No way to parse integers in C (2022)

5 hours ago (blog.habets.se)

37 comments

konmok

One of the great virtues of C is that this sort of thing is not part of the language ...

I wasn't in this class myself, but one prof at my alma mater started his "Programming 201" class with the simplest assignment: write a C program that accepts two integers from the user and prints their sum. It actually was the only assignment for the rest of the semester, since he has a test suite that would humiliate the students gently at first, but would ultimately pipe a billion nines into stdin as the first argument.

msie 8 minutes ago

Perfect is the enemy of good.

alexfoo 2 hours ago

I remember an old project that ran into something like this. I think we just used atoi() or similar and the error check was a string comparison between the original input and a sprintf() of the converted value.

Ugly (and not performant if in a hot path) but it works.

bsenftner 3 hours ago

One of the first homework assignments when I learned C back in '83 was after a long lecture on how the string functions are fundamentally broken, and the class introduction to writing C was fixing all of them.

psvv 1 hour ago

My memory growing up is that making your own C library was basically an inevitable rite of passage for any aspiring programmer.

ramon156 2 hours ago

Why not look at how other languages attack this? e.g. how does "42".parse() work in rust?

Edit: https://doc.rust-lang.org/src/core/num/mod.rs.html#1537

interesting! It boils down to this

pub const fn from_ascii_radix(src: &[u8], radix: u32) -> Result<u32, ParseIntError> {

    use self::IntErrorKind::*;

    use self::ParseIntError as PIE;

    // guard: radix must be 2..=36

    if 2 > radix || radix > 36 {

        from_ascii_radix_panic(radix);

    }

    if src.is_empty() {

        return Err(PIE { kind: Empty });

    }

    // Strip leading '+' or '-', detect sign

    // (a bare '+' or '-' with nothing after it is an error)

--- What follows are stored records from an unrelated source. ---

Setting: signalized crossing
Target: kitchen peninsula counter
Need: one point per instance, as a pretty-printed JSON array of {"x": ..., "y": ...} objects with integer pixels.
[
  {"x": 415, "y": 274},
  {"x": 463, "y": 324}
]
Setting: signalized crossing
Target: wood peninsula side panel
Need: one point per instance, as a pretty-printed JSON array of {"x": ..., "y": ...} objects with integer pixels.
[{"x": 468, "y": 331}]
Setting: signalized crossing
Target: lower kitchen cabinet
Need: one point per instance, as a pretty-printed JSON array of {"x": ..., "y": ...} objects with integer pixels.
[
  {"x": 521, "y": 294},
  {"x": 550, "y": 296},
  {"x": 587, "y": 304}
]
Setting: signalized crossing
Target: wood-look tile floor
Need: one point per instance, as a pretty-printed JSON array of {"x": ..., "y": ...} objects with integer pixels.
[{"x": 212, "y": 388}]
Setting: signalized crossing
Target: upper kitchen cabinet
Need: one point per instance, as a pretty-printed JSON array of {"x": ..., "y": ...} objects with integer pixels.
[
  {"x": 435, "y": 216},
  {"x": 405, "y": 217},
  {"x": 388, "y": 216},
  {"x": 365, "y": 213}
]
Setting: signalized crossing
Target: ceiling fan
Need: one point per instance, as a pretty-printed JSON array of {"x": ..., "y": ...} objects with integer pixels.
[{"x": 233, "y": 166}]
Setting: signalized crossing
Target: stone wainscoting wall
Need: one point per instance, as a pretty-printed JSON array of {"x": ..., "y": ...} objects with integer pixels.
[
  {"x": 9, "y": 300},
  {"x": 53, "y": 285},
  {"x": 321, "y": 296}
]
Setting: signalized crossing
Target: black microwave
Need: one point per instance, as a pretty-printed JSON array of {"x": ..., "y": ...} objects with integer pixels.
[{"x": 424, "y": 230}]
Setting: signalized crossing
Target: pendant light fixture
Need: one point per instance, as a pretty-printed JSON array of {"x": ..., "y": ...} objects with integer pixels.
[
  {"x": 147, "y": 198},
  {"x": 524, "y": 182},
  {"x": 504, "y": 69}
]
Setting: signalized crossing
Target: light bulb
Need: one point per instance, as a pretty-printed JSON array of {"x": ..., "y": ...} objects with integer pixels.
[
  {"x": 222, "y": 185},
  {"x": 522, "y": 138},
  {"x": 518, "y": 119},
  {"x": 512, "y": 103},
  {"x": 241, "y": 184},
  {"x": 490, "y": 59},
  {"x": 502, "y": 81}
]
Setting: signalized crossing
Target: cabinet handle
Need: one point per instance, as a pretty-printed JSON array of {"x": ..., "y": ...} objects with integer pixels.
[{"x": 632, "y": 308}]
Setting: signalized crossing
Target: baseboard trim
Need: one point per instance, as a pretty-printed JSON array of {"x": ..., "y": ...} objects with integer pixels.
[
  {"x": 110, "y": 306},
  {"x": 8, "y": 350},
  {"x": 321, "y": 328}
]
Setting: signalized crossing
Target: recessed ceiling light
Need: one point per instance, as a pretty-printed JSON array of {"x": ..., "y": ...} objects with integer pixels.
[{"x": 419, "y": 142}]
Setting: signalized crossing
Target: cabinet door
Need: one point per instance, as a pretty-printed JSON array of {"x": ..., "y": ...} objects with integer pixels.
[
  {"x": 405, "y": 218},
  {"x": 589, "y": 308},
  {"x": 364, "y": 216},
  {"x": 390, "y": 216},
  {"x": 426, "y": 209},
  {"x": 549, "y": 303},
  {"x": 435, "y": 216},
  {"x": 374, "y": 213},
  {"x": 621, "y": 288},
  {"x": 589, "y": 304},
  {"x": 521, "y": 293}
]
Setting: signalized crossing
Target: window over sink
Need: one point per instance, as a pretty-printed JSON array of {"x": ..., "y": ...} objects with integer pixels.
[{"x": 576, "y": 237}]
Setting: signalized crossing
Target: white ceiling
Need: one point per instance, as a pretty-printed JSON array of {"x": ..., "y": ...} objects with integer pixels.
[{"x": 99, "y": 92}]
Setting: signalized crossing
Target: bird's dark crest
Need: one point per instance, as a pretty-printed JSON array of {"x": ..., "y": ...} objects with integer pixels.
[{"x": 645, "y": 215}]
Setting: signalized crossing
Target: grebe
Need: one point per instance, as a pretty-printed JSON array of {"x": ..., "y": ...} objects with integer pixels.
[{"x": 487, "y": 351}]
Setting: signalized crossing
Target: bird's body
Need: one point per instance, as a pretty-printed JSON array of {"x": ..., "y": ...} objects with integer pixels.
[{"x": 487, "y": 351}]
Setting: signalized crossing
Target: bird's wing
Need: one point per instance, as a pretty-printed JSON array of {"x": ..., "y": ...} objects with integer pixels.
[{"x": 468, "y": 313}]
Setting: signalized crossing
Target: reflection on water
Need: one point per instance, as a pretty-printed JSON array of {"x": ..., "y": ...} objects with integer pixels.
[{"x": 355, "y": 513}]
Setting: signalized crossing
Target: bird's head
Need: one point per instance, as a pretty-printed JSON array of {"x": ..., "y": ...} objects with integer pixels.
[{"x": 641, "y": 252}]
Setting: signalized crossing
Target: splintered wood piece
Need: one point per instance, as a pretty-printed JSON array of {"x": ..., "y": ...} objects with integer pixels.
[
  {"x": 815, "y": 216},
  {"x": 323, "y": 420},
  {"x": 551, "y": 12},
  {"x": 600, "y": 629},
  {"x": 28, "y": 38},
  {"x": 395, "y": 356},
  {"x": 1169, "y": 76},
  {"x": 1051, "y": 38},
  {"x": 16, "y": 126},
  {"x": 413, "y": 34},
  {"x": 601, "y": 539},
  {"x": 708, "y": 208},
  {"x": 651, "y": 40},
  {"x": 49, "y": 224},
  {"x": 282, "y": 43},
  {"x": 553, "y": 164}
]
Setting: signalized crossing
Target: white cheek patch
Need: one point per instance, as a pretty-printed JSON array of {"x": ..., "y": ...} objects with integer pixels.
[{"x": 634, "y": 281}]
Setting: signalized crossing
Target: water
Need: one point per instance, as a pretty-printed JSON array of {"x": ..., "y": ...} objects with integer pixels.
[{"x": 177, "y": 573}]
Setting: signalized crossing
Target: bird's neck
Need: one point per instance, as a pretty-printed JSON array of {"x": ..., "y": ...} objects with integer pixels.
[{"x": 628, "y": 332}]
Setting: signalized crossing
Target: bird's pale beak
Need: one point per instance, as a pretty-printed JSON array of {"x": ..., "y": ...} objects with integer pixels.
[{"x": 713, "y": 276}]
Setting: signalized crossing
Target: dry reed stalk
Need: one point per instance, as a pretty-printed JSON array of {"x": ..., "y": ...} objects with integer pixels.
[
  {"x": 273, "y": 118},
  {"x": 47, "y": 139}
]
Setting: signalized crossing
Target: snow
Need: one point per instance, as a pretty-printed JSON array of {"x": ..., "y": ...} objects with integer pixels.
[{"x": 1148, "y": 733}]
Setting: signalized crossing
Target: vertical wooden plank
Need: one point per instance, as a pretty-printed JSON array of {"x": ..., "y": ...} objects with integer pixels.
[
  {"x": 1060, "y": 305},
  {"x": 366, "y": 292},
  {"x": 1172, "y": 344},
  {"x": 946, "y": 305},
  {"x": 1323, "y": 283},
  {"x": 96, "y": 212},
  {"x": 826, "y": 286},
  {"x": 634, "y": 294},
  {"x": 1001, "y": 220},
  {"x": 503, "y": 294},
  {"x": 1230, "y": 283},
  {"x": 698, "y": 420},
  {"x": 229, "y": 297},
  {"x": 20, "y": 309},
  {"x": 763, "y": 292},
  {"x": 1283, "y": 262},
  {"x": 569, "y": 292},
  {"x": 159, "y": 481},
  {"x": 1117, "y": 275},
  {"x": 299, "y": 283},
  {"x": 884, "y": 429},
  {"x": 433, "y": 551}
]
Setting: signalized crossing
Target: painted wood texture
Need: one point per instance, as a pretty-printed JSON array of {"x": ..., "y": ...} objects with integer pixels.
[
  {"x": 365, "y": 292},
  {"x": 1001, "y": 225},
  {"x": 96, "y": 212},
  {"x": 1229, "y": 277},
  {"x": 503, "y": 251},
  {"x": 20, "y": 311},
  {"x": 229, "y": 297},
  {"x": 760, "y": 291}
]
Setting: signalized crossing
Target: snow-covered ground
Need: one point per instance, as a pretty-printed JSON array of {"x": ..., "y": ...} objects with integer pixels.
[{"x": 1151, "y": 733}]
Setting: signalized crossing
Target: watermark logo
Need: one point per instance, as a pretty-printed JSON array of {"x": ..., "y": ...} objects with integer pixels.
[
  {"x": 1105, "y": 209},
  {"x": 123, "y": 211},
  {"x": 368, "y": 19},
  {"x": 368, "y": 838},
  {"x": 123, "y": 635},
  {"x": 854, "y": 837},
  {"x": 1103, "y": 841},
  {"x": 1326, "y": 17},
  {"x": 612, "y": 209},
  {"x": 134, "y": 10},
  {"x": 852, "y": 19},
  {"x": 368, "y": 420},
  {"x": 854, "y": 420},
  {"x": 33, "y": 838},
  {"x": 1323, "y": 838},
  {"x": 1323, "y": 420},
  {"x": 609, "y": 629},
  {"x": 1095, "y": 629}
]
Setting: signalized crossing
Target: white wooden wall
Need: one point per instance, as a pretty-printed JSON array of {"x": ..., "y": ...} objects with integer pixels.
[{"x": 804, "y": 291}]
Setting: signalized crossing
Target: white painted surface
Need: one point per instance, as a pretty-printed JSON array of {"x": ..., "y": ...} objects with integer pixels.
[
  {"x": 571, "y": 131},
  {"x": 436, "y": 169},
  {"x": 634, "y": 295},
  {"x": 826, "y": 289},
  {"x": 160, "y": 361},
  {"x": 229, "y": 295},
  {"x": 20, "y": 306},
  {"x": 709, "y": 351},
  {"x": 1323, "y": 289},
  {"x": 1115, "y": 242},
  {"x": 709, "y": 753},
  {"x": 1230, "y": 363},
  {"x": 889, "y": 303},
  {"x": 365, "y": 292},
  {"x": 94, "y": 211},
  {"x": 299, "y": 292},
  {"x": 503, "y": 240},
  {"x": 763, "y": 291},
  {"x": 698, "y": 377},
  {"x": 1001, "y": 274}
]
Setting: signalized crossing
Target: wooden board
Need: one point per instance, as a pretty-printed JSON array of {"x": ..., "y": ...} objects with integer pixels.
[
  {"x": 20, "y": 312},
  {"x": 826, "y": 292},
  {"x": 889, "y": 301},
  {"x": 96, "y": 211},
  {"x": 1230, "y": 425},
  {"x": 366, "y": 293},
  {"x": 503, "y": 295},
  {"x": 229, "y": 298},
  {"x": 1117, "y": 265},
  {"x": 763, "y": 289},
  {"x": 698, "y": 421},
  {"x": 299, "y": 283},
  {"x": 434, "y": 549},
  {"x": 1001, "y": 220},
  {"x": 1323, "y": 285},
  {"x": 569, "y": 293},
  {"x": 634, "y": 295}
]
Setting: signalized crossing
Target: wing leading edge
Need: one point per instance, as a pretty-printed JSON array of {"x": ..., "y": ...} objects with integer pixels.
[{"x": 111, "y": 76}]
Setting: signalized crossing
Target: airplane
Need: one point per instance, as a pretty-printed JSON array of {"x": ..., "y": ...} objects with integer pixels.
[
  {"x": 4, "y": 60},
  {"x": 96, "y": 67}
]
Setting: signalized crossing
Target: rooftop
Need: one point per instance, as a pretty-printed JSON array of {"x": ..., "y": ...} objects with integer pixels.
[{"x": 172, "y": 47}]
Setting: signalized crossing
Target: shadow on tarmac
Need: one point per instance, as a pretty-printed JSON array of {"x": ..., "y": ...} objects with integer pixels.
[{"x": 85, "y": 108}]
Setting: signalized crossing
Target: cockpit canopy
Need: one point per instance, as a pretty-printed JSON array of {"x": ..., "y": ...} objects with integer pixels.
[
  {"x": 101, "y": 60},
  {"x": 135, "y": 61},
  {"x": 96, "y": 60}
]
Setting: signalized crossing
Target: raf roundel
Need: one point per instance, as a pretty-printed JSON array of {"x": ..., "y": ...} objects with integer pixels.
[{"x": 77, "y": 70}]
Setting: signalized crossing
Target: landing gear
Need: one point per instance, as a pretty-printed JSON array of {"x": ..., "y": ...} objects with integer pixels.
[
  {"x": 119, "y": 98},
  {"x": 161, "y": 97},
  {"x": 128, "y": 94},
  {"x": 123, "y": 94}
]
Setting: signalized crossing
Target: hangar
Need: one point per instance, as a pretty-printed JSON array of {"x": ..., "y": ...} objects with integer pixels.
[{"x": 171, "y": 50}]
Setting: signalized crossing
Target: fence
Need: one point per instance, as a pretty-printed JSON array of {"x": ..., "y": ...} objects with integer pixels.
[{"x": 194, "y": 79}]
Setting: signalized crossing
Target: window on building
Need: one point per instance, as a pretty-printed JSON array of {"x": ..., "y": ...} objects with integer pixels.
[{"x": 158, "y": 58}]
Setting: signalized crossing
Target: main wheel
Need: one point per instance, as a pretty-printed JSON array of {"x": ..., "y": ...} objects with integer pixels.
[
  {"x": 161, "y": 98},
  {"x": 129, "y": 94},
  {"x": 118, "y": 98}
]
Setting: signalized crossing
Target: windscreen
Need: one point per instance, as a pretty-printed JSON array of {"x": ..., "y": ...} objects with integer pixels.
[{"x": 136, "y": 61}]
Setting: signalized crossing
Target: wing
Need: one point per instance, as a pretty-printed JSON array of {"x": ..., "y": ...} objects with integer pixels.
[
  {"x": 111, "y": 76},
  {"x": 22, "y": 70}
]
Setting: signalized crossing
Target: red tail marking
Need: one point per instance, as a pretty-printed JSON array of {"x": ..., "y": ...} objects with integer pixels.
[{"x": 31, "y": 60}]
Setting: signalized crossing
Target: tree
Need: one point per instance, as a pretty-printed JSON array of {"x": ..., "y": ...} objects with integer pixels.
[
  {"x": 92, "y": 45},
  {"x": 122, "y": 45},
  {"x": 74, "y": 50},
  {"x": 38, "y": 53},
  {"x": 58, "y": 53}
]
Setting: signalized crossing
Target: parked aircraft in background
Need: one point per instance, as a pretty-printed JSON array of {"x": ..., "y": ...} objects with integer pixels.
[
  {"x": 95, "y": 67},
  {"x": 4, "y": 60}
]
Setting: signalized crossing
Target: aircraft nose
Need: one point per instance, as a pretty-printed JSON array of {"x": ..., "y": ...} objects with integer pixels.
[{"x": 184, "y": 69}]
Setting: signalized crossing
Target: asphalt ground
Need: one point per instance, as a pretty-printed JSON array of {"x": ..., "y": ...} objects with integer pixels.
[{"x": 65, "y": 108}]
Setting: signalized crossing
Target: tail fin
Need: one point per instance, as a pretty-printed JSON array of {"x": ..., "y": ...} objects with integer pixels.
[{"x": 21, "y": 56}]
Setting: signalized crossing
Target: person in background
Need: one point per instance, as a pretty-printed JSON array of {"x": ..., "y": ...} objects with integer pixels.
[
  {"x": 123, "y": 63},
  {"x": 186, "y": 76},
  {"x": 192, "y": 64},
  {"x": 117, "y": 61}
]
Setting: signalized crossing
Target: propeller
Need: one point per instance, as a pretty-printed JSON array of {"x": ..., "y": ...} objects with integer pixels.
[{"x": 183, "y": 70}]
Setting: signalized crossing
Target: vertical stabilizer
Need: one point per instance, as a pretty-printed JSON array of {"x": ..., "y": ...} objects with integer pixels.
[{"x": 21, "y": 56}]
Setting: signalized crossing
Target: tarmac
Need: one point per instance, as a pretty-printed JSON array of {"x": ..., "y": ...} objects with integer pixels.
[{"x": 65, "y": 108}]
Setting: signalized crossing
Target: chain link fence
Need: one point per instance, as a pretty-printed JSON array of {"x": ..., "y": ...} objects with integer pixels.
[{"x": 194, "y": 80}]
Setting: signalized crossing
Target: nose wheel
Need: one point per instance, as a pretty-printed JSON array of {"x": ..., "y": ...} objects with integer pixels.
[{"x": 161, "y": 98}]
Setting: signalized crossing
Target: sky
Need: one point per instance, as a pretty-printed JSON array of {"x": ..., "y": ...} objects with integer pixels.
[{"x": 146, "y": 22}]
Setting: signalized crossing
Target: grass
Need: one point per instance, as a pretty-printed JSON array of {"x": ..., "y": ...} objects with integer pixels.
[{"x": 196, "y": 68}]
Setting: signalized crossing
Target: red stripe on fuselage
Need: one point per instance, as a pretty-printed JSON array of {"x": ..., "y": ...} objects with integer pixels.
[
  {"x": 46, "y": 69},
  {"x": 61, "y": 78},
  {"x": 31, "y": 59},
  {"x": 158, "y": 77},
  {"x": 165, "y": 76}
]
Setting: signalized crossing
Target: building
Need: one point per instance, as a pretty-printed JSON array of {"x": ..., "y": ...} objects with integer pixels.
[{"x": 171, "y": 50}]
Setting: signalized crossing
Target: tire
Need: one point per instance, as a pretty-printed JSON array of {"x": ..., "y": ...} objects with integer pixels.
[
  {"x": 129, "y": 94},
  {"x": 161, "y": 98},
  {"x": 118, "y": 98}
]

    // accumulate digits, checking for overflow

    Ok(result)

}

marcosdumay 15 minutes ago

It's not an overwhelming hard problem. There are some issues with radix signaling, exponent notation, decimal points being allowed or not, and group separators that make parsing numbers incredibly irritating. So you usually don't want to do it yourself.
But it's not hard at all. It's not even as full of small issues that you can't handle the load, like dates. It's just annoying as hell.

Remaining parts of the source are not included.